В 1938 году я закончила 10-летку и из-за болезни брата мы с мамой переехали на Юг, в Майкоп. Поступила в Москве в институт. Война началась, когда я была на первой производственной практике. Сразу уехала к маме в Майкоп. Но город в августе 1942 года оккупировали немцы. Ушли они в конце января 1943 года. Голодали. Остались живы благодаря огороду, который ходили обрабатывать за 18 километров от города. Там была кукуруза, картошка, подсолнечник и фасоль. Лучшим лакомством тогда была печёная тыква и сорговый мёд. В последний год войны продолжила учёбу в институте Краснодара, который закончила в 1946 году. По распределению, попала в Новосибирск на жирокомбинат, но через год переехала в Ленинград. Там работала в НИИ жиров, где в конструкторском бюро столкнулась с бывшим сотрудником дедушки Ю. Ю. Бенуа. Тот, узнав, что я его внучка, сказал, что дед был не практичен и его частенько обманывали подрядчики. В 1948 году вышла замуж за военного, старшину сверхсрочника. Начались наши скитания по воинским частям и квартирам. (Евгения Францевна подсчитала сколько квартир сменила за свою жизнь. Оказалось — 56. «МЭ»). В 1974 году мужа уволили в запас и мы перебрались в Нарву из Иваново, чтобы быть поближе к Ленинграду, так как напрямую поменять Иваново на Ленинград не получалось.
Я стоял и вспоминал отрывочные рассказы старушки с известной фамилией. Что ответить Петровичу? В голове микс, мешанина. Золя, Бенуа, Петрович, буржуи, коммуняки.
– Чего задумался?
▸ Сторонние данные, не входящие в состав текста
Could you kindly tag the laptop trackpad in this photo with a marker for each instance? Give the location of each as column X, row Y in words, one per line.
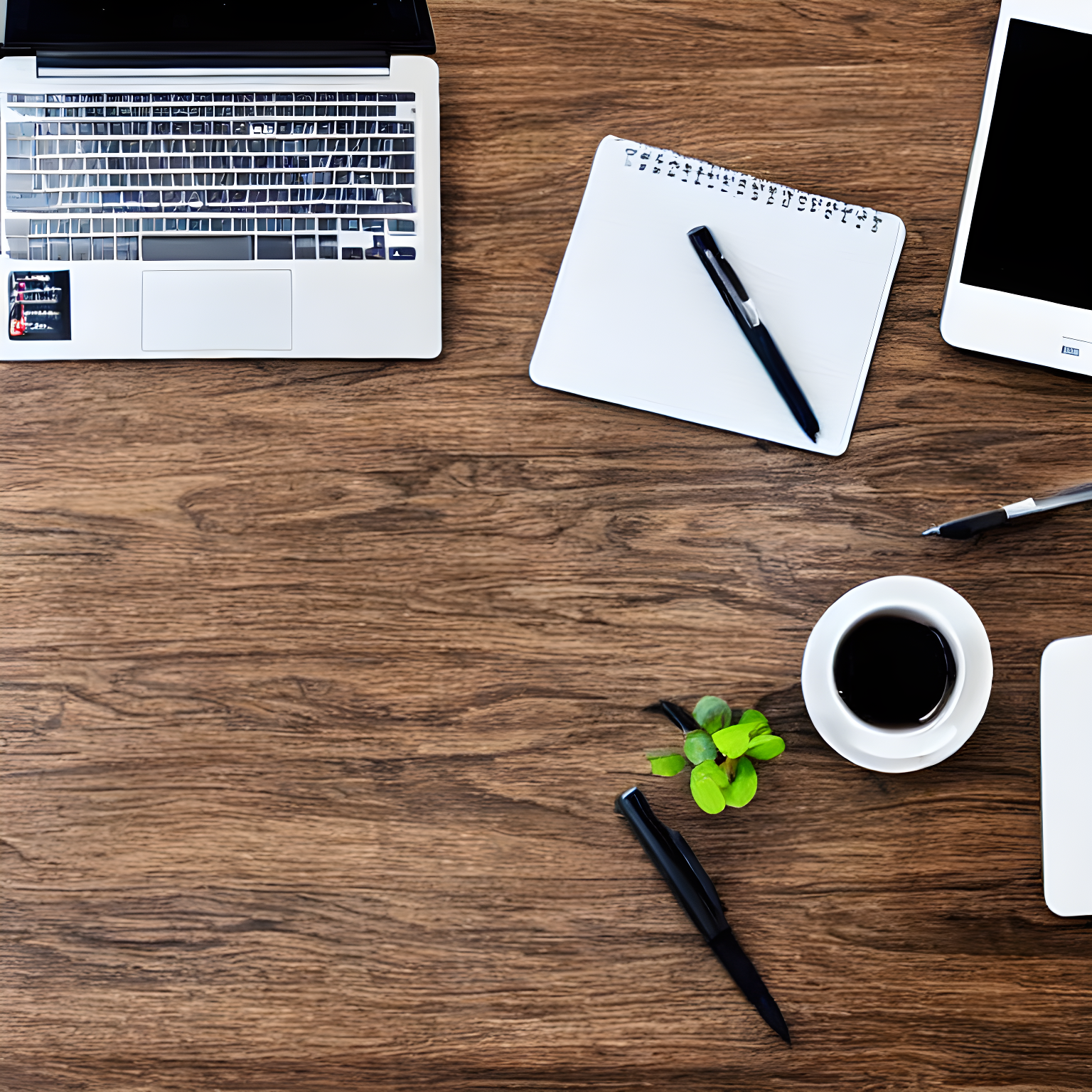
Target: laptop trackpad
column 216, row 309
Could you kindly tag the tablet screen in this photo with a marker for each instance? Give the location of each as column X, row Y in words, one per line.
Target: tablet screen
column 1032, row 224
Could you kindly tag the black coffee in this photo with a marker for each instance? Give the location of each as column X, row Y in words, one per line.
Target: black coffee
column 892, row 672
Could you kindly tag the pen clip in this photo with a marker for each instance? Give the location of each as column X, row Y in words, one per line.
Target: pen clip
column 724, row 275
column 676, row 862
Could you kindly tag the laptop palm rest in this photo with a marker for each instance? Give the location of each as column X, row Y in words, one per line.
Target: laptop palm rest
column 216, row 309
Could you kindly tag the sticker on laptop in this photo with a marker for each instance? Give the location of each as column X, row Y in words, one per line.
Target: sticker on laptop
column 38, row 306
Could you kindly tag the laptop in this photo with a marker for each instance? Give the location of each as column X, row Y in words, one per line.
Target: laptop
column 212, row 179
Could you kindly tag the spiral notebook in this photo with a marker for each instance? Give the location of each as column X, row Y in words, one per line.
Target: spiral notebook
column 636, row 320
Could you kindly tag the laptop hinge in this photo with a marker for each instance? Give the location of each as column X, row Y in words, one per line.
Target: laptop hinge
column 51, row 63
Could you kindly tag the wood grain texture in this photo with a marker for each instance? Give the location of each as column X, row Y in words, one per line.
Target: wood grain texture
column 318, row 680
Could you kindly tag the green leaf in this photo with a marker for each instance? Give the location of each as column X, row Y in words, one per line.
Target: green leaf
column 708, row 795
column 732, row 742
column 743, row 788
column 766, row 747
column 698, row 747
column 666, row 766
column 756, row 722
column 712, row 713
column 711, row 770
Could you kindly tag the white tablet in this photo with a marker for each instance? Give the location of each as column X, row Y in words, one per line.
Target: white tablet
column 1020, row 282
column 1066, row 743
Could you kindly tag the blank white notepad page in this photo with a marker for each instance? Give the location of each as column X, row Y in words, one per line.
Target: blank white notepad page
column 636, row 320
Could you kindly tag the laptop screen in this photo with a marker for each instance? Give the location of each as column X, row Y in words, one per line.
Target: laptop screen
column 220, row 26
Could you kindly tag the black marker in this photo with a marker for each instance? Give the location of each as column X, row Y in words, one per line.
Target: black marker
column 690, row 884
column 743, row 310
Жива старушка?
– Жива, – отвечаю Петровичу.
– В московской квартире вспоминаю лишь большой обеденный стол, вокруг которого стулья. За ним кожаный диван, обитый декоративными гвоздями, печь с изразцовыми плитками. А дальше, в пространстве чертёжные столы с большими рулонами толстого ватмана. Это от деда. А отец был зоотехником. Летом мы жили в Майкопе, снимали квартиру. Там родители проводили опыты. Я даже пару раз видела самого Вавилова. В блокадном Ленинграде люди, сами умирая от голода, сохранили генофонд пшеницы. Вот какие люди были, всплывают в голове отрывки её рассказа.
Вспоминаю и свой комментарий на последние слова: – Но это было не от одного лишь благородства, но ещё и из-за страха. Существовал же пресловутый закон «за колоски».
– Да, согласилась Евгения Францевна. – В 1938 году в саратовской тюрьме умер от голода тот, кто создал эту коллекцию пшеницы. Вавилов.
Она помолчала и продолжила рассказ: – В Майкопе, рядом с нашим домом.
Глаза старушки, как зеркало души, произвели превращение в пространстве и я тоже, неожиданно словно увидел перед собой это цветущее дерево…
Журнал “Балтика”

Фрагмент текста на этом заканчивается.